CA-issued certificates come in three flavors:

  • DV (Domain Validation): only proves you control the domain. Let's Encrypt popularized free DV issuance.
  • OV (Organization Validation): also checks that the organization actually exists.
  • EV (Extended Validation): stricter identity vetting. The old green-bar UI was retired.

Security pitfalls #

Watch out for these as a server operator or developer.
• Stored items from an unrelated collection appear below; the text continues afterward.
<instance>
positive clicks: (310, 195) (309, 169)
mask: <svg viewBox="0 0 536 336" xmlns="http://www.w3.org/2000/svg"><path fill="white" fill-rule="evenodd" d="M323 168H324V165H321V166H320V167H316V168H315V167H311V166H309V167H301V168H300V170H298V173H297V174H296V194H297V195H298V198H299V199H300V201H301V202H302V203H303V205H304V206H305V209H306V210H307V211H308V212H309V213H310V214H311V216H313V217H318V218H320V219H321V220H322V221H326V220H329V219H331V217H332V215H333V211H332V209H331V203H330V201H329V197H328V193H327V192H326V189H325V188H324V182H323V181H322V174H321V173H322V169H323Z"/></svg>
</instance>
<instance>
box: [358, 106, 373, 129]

  • Man-in-the-middle (MITM) — on public Wi-Fi, an attacker on the path sniffs or tampers with traffic. HTTPS plus correct certificate validation is the defense.
  • SSL stripping — the attacker blocks the HTTPS redirect and keeps the victim on plain HTTP. Returning HSTS (Strict-Transport-Security) forces future visits to HTTPS.
  • HSTS preloading — register your domain in the browser-shipped preload list to enforce HTTPS even on the very first visit.
  • Mixed content — an HTTPS page loading HTTP subresources (images, scripts) defeats the protection. The upgrade-insecure-requests CSP directive rewrites them automatically.
  • Insecure cookie attributes — missing Secure, HttpOnly, or SameSite opens the door to session hijacking, XSS data theft, and CSRF.
  • Certificate pinning risks — pin too tightly and a CA rotation will break your service. HTTP Public Key Pinning (HPKP) has been retired for exactly this reason.
  • TLS implementation bugs — Heartbleed (CVE-2014-0160) and friends. Keep OpenSSL up to date.

In penetration testing, Burp Suite and mitmproxy decrypt TLS by installing a local CA on the tester's machine. That's deliberately weakening certificate validation — never do that on production endpoints.